# how do you know a goats in heat



## meluvgoats (Apr 19, 2012)

How do you tell if goats are in heat? I dont have any bucks or wethers so I wont be able to tell by that...
Thanks,
Lauren


----------



## Saanens N Alpines (Oct 20, 2010)

My best indicator is tail flagging. Watch them every day for it. When they are in heat they do it over and over. They should also have a discharge and their tails may be sticky, but I can tell when our does are in heat from 100 yards away from the tail flagging.


----------



## Skyz84 (Jul 25, 2011)

Tail flagging and discharge is usually a good give a way. Mine also get really vocal. Some of them even "talk" differently. Not sure how to describe it but it's a sound I've only ever heard come out of girls in heat. LOL


----------



## toth boer goats (Jul 20, 2008)

Yep... and sometimes ....they may ride another Doe or visa versa.... but that can also be dominance as well....

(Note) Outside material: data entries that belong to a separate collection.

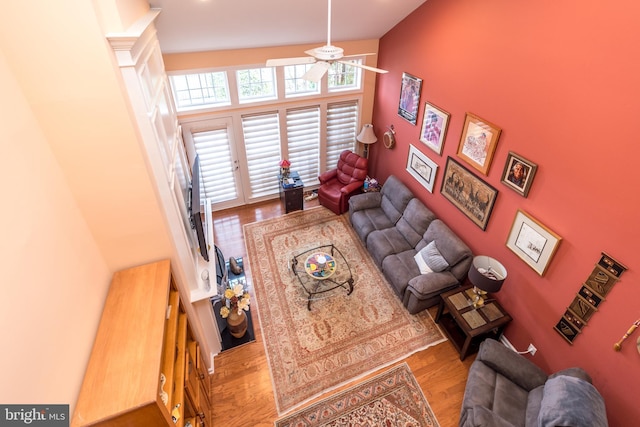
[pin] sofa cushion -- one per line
(571, 401)
(429, 259)
(449, 244)
(395, 198)
(382, 243)
(414, 222)
(399, 269)
(533, 406)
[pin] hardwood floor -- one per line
(241, 389)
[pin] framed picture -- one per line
(434, 127)
(409, 98)
(474, 197)
(518, 173)
(534, 243)
(422, 168)
(478, 142)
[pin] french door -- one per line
(212, 140)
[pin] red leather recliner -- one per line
(338, 185)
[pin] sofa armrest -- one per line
(576, 372)
(327, 176)
(481, 416)
(510, 364)
(351, 187)
(365, 201)
(426, 284)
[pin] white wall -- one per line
(54, 278)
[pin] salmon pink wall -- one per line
(242, 57)
(561, 80)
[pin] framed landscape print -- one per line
(434, 127)
(409, 98)
(478, 142)
(518, 173)
(422, 168)
(474, 197)
(534, 243)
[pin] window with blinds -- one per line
(262, 147)
(342, 129)
(303, 142)
(216, 165)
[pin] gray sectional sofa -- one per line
(504, 389)
(418, 254)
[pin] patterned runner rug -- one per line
(392, 398)
(342, 337)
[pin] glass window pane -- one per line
(200, 90)
(295, 85)
(343, 76)
(257, 84)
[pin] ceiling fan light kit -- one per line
(322, 57)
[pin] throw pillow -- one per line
(429, 259)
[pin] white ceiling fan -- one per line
(322, 57)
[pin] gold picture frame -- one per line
(532, 241)
(478, 142)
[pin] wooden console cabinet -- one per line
(292, 196)
(144, 331)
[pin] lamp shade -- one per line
(366, 135)
(487, 273)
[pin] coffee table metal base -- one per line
(321, 269)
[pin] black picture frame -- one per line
(470, 194)
(409, 98)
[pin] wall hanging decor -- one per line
(422, 168)
(389, 138)
(518, 173)
(478, 142)
(474, 197)
(591, 294)
(409, 98)
(532, 241)
(435, 122)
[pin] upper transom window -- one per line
(256, 84)
(200, 90)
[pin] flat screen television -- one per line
(194, 209)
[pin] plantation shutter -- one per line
(262, 147)
(216, 165)
(303, 142)
(342, 129)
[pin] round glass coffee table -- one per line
(321, 269)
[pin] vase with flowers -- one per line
(234, 305)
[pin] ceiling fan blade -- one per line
(290, 61)
(366, 67)
(315, 73)
(359, 54)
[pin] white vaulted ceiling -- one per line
(201, 25)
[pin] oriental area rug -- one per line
(392, 398)
(342, 337)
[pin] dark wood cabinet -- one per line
(291, 195)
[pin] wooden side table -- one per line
(291, 196)
(466, 326)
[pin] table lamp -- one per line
(486, 275)
(367, 136)
(284, 168)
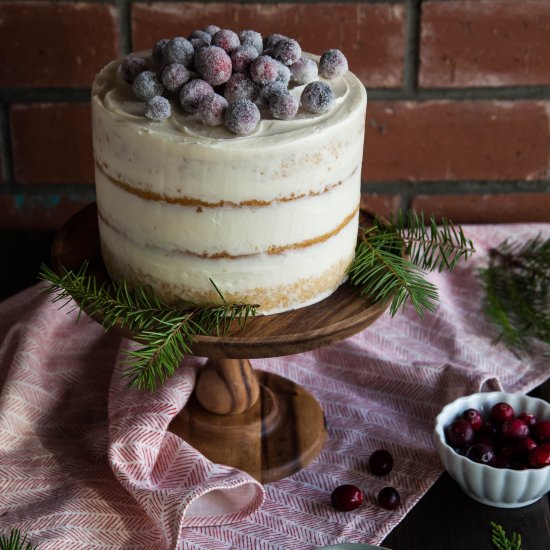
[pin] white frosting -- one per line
(280, 201)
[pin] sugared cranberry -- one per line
(483, 454)
(158, 109)
(317, 97)
(529, 419)
(242, 117)
(178, 50)
(515, 429)
(192, 93)
(484, 440)
(488, 429)
(539, 456)
(226, 39)
(284, 107)
(525, 445)
(287, 51)
(213, 65)
(459, 433)
(212, 29)
(501, 412)
(212, 109)
(239, 86)
(381, 462)
(389, 498)
(252, 38)
(346, 498)
(264, 69)
(541, 431)
(242, 56)
(501, 461)
(473, 416)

If they just went out of heat ...you will see a white discharge...write it down on the calender......then count 18 to 21 days and start watching for the next heat cycle.... start watching just prior ...to the 18th day.... :wink:


----------



## J.O.Y. Farm (Jan 10, 2012)

I agree with what has been said! One of my does will act bucky too.... so you could look for that..... but out of my 4 that I have seen go into heat only one does that.....


----------



## meluvgoats (Apr 19, 2012)

Ok thanks


----------



## mabeane (Nov 6, 2010)

So of my gentle, easy going does get very pushy. The milkers also go down on their milk production.


----------



## meluvgoats (Apr 19, 2012)

mabeane said:


> So of my gentle, easy going does get very pushy. The milkers also go down on their milk production.


Thanks my Toggenburg is very easy going and gentle so I might be able to tell with her. I've had them for 2 months now and I havent seen any signs for them to go in heat. They are 8 months old.


----------



## Saanens N Alpines (Oct 20, 2010)

Most dairy does are seasonal breeders, and go into heat from late August.-January.


----------